The method of claim 1, wherein the conversion stage effluent does not undergo separation prior to mixing with the hydrocarbon feed.
The method of claim 1 or claim 2, wherein the mixed hydrocarbon feed does not undergo separation prior to hydrotreatment.
The method of any one of the previous claims, wherein hydrogen included in the conversion stage effluent corresponds to at least 70% of hydrogen introduced into the hydrotreating stage.
The method of any of the previous claims, wherein the hydrotreating further comprises exposing the hydrotreating feed to hydrocracking catalyst under the effective hydrotreating conditions.
The method of any one of the previous claims, wherein exposing the bottoms feed fraction to a dewaxing catalyst under effective conversion conditions comprises exposing the bottoms feed fraction to a catalyst comprising a hydrogenation metal and molecular sieve, the molecular sieve comprising ZSM-5, ZSM-23, ZSM-35, ZSM-48, zeolite Beta, or a combination thereof.

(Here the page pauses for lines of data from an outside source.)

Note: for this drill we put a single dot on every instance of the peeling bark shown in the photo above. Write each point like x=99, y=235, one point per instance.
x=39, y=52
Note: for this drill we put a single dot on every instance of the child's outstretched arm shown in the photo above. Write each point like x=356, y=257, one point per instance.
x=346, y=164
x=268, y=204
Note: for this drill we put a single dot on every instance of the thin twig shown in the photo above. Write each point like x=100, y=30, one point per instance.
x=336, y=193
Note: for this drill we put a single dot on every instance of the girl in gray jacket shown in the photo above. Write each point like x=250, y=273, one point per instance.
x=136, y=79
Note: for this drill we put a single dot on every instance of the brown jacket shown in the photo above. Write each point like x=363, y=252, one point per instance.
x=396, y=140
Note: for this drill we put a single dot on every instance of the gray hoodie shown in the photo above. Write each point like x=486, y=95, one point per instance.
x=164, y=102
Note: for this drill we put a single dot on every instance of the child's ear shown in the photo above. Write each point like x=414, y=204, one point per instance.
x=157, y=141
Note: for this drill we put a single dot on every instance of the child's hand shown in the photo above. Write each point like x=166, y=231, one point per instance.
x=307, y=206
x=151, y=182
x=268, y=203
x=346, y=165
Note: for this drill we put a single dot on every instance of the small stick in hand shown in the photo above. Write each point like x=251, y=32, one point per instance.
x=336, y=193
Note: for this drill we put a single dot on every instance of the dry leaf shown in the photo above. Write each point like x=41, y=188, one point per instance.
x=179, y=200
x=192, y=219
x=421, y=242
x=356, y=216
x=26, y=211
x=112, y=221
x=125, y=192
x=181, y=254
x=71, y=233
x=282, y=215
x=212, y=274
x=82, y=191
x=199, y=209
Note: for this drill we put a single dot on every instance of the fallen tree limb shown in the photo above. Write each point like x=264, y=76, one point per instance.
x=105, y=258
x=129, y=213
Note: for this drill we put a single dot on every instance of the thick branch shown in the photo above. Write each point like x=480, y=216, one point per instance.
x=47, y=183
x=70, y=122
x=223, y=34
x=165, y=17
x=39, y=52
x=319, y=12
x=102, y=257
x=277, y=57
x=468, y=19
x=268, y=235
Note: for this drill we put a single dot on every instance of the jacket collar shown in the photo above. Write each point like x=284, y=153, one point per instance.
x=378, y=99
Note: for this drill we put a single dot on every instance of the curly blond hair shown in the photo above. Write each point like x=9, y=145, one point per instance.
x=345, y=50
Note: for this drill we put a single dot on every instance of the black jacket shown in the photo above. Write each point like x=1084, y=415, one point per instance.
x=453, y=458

The method of claim 6, wherein the hydrogenation metal is selected from Pt, Pd, Pt and Pd, Ni and W, Ni and Mo, and Ni and Mo and W.

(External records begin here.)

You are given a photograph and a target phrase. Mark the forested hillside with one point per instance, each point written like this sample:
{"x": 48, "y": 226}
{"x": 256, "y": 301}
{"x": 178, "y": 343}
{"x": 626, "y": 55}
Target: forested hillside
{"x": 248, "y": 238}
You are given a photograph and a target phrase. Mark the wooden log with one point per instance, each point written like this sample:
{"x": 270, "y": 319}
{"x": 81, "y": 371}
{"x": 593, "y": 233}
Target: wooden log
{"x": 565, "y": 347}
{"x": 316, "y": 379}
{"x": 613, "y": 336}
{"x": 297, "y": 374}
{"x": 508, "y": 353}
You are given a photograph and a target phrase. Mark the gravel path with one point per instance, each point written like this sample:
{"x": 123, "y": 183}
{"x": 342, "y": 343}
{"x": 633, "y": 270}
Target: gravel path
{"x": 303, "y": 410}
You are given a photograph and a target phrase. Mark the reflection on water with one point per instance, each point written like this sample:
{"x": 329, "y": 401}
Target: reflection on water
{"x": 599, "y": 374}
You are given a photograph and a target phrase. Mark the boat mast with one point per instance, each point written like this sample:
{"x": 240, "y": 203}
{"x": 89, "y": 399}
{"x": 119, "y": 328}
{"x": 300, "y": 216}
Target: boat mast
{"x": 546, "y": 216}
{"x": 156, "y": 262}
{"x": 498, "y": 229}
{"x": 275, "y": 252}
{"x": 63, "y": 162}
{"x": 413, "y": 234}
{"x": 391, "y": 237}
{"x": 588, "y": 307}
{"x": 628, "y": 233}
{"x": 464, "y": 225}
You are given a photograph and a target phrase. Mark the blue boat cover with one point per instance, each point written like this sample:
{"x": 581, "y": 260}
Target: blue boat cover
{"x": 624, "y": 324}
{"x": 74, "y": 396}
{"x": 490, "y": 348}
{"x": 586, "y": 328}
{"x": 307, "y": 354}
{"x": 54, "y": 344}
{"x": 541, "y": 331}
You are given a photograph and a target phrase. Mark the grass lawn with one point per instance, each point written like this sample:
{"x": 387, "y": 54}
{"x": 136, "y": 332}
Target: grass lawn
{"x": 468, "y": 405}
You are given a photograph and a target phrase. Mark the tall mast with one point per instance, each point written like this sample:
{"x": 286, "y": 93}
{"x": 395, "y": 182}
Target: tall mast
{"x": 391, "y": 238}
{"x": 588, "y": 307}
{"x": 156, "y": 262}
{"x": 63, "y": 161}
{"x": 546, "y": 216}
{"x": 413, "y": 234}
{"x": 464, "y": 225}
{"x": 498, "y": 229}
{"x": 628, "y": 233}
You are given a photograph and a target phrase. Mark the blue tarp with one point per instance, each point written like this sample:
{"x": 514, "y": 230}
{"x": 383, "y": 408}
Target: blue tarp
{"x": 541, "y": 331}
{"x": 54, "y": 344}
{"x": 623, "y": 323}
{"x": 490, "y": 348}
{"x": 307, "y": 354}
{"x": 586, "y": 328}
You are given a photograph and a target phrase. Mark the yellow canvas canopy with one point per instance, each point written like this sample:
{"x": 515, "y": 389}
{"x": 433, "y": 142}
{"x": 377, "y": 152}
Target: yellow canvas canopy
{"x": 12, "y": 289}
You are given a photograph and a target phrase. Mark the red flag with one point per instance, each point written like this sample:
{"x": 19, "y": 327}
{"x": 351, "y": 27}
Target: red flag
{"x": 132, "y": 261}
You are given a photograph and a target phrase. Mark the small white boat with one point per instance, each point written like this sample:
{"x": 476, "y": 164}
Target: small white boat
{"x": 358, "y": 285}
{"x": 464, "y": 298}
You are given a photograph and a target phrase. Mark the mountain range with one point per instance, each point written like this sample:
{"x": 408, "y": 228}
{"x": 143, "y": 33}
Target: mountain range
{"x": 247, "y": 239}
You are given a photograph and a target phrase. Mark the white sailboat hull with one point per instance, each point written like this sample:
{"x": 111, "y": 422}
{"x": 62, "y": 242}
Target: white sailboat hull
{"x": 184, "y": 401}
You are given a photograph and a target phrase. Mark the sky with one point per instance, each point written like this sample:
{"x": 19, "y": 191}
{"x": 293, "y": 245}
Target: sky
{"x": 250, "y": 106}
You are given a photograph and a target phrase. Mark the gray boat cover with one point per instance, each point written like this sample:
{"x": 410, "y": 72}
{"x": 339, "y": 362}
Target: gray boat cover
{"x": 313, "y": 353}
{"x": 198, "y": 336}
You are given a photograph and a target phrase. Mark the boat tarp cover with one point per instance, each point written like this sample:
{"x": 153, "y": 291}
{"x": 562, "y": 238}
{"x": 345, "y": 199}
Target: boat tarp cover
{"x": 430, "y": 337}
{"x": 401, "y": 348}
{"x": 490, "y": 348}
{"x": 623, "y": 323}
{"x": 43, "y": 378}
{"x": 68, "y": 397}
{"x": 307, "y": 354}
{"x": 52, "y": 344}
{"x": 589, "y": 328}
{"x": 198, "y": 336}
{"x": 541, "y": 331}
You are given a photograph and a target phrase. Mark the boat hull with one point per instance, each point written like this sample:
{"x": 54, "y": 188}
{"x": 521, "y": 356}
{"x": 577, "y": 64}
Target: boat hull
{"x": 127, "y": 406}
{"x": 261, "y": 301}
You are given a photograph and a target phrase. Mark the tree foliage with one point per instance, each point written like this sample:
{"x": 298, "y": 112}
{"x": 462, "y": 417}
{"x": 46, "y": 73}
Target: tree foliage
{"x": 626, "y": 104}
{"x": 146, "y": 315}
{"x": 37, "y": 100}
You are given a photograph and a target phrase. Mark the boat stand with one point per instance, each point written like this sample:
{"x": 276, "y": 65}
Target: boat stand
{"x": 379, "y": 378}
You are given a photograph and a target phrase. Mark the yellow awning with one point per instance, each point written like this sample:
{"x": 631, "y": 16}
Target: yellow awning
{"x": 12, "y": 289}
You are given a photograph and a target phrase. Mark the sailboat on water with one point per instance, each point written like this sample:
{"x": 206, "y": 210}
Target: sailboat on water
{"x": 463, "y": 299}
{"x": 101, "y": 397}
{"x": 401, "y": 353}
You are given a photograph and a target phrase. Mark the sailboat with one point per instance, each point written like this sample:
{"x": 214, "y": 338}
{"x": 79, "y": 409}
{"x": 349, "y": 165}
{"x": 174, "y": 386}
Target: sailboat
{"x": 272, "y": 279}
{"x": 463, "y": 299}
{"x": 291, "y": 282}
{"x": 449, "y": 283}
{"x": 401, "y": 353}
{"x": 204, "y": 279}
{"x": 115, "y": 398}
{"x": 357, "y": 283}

The method of any one of the previous claims, wherein exposing the bottoms feed fraction to a dewaxing catalyst under effective conversion conditions further comprises exposing the bottoms feed fraction to a hydrocracking catalyst under effective conversion conditions.
The method of any one of the preceding claims, wherein the T5 boiling point of the bottoms feed fraction is at least 370°C.
The method of any one of the preceding claims, wherein the boiling point profile of the hydrotreated effluent corresponds to at least 50% conversion of the hydrocarbon feed relative to the conversion threshold.